Tutorial 5.3

Animation curves

Introduction

This tutorial introduces the graph mode of Moho's timeline. Graph mode allows you to inspect an animation curve plotted as values on a graph. Looking at things this way can help with evaluating acceleration, changes in direction, and other properties of motion.

Start With a Sample File

For this tutorial, we'll start with a project file that's almost finished. It's named "Tutorial 5.3" and it's located in the "Tutorials/5 - Animation" subfolder within the main Moho folder. Open this file in Moho, and you should see something like this:

Starting point for this tutorial.

We're interested in the Skeleton layer here - make sure it is the active layer. The skeleton here is partially animated - go ahead and play it back to see what you're starting with. In case you were wondering, only the lowest vertical bone in the skeleton is actually animated. The other bones are using bone constraints to follow the motion of the lowest bone.

Motion Curves

Select Bone

Rewind the animation to frame zero, and use the Select Bone tool to select the lowest vertical bone as shown below:


Select the lowest bone.

In the Timeline window, click the "Graph Mode" popup box and turn on the "Enable graph mode" checkbox. Double-click the Selected Bone Rotation channel icon - this is the first channel icon on the left side of the timeline, and looks like this: . The first click turns on the display of the channel in the graph, and the second click makes it the active channel for editing. By default, not all channels are visible, since this would just cause too much visual clutter in graph mode. For similar reasons, only one channel can be active for editing in graph mode. Double-clicking a channel's icon makes it active for editing.

Now, clear up the graph a bit more by clicking once on the icons for layer translation, scale and rotation to turn them off: . Finally, press the End key on your keyboard - this rescales the graph to accommodate the currently active channel, in this case the selected bone rotation channel. After all of these adjustments to the graph, it should look like this:

Graph mode.

In the graph you can see three keyframes. These are just like keyframes in the normal timeline, but instead of just being spread out along a horizontal line (time), they are also spaced vertically (value). Between the keyframes, a curve is drawn that represents the value of the selected bone's rotation angle. Looking at this curve, you can tell that over the first second (frames 1 to 24), the bone rotates from an angle of 1.57 to an angle of about 1.05 (we don't care about the exact values). Then, in less than half a second it rotates back again.

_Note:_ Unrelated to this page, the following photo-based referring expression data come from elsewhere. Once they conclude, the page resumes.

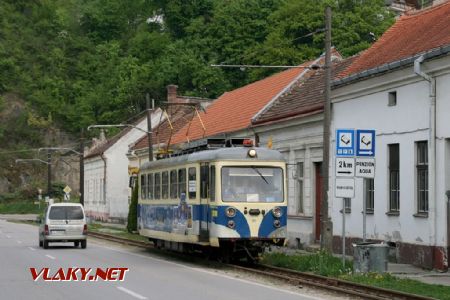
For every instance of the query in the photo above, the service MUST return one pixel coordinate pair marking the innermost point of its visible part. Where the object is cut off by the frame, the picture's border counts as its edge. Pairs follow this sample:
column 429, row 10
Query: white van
column 63, row 222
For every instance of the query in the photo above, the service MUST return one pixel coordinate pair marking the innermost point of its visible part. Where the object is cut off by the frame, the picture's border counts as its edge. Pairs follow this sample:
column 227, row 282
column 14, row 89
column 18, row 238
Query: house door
column 319, row 188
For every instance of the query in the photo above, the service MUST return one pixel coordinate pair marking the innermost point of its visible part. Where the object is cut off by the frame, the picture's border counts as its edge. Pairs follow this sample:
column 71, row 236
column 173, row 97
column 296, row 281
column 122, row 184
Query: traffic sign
column 345, row 188
column 67, row 189
column 345, row 145
column 345, row 166
column 365, row 167
column 365, row 142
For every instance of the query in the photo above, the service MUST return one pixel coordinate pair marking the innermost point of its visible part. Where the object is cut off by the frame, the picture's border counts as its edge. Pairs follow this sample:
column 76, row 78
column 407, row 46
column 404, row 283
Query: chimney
column 102, row 137
column 172, row 93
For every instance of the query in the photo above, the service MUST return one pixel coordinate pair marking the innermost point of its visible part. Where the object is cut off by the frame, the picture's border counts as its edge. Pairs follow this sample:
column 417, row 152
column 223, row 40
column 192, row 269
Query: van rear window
column 66, row 213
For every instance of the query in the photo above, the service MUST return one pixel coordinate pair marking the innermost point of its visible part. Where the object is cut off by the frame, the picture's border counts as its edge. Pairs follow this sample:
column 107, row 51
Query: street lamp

Note: in the timeline's graph mode, angles are displayed in radians so that they'll be closer in magnitude to other values like translation and scale. However, if you want to see curves displayed in degrees you can tell the timeline to do that in Moho's preferences dialog.

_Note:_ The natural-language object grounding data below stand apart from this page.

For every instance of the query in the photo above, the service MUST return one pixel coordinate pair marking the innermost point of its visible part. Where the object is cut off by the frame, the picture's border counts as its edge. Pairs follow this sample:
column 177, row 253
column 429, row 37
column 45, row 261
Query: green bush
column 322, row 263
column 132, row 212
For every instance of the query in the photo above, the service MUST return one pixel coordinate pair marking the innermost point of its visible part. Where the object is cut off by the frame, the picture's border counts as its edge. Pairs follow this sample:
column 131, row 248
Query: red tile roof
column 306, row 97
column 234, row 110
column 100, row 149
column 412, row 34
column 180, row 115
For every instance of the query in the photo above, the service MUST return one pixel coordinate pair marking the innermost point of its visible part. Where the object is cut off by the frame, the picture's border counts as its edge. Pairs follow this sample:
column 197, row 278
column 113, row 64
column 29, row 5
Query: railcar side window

Now we're going to edit the bone's motion by modifying the graph. First, set the current time to frame 48 and select "Reset Bone" from the Bone menu. Press the Page Down key to give yourself some room in the graph to work. Next, click the keyframe at frame 33 and drag it upwards slightly as shown below. If you hold the <alt> key while dragging a keyframe in graph mode, you will only be able to drag it vertically. Hold the <ctrl> key to move it only horizontally.

Move a keyframe.

Next we're going to add a new keyframe directly on the graph. Right click on the graph around frame 37. In the popup menu that appears, select "Add Keyframe". A new keyframe will appear on the graph - drag it to the location shown:

Add a new keyframe.

Let's add three more keyframes like the previous one. Add these keys at frames 40, 43, and 46. You don't need to set the time to the frame you want to add a key to - just right-click at the correct frame and add the new key. Don't worry if the key isn't exactly at the frame you wanted, since you can easily drag it into position. Move these new keys so that the curve looks like this:

The final graph.

What this wiggling curve represents is sort of a springy back-and-forth motion that decreases over the span of just over half a second. You could have animated this using the normal timeline and the bone rotation tool, but this gives you another way to understand the motion you're creating. Play back the animation to see what it looks like.